徒然草−日々思う、あんなこと、こんなこと。−
 


*三百三十九段*<千葉県文化の森>2009.9.25



 打ち合わせで千葉県文化会館に行ってきた。事務的な打ち合わせだったので、30分ほどで終わり、次の都内での会議までほんの少し時間があったので、全くのほんの少し・・・5分ほど、建物の周りを歩いた。緑の中にいくつかの彫刻があり、それも日本の代表的な彫刻家のものが。天気も良く、秋晴れの中気持ちがよかった。

 このあたりは、つくられたころは「千葉県文化の森」と呼ばれていた。もう何十年も前だ。当時の知事、友納武人氏の碑文も残っている。当時は懐が大きかったのだろうか。政治も社会も・・・全体に。
 同じ敷地に当時の野党、社会党の国会議員になり、最後は参議院の副議長になった加瀬 完氏の碑文も建っているのだから。その場所は目立たないところではあるが、教育関係者の慰霊碑「教育塔」の隣にある。

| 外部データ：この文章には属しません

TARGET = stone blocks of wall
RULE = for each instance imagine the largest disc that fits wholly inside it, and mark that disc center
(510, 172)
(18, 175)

 加瀬 完氏の「教師とは かなしきものか 老いつつも 児らの顔 忘られず」の言葉を書家、浅見喜州氏が揮ごうしたものだ。この場所に来ると、慰霊塔(教育現場で勤務している間に亡くなられた人が慰霊されている)と合わせて、いつしか心が引き締まる。そんな場所だ。公園の草木の手入れがいま一つのような気もしたが、県の財政状況では仕方がないのかも。それでも、私が勤務先としてお世話になった時には、いつも、植栽の人たちを見かけたものだった。その中に佐藤忠良氏の作品「夏の女」が運び込まれた。この光景も印象に残っている。

 「文化の森」の石碑とともに「千葉県教育発祥の地」という石碑もある。この場所に師範学校があった時の証明でもある。
 「文化」と「教育」この二つのシンボルが千葉市の「亥鼻」にある。県民の多くの人は知らないかも知れない。文化会館の建物自体も建築の「賞」を受賞している素晴らしいものだ。

 駐車場の狭さが難点だったが、何十年たってもそれだけは変わらない。これでアクセスが良くなれば人気のホールになるだろうに。音が抜群にいいのだし。
 わが千葉県はこの文化会館や美術館にひところの勢いがない。文化と教育の分野は「金がなければ知恵を出せ」という発想だけでは振興がなかなかできない、という認識が県民全体に低いのか。政治家や行政マンに認識されないのか。

 上野の公園口の前に東京文化会館が建ち、西洋美術館が向かい側にあり、国立博物館、科学博物館が周辺にあるのとは大きな違いだ。
 それでも、いくつかの演奏会で心に残っているものもある。後段で少しそれを書いてみよう。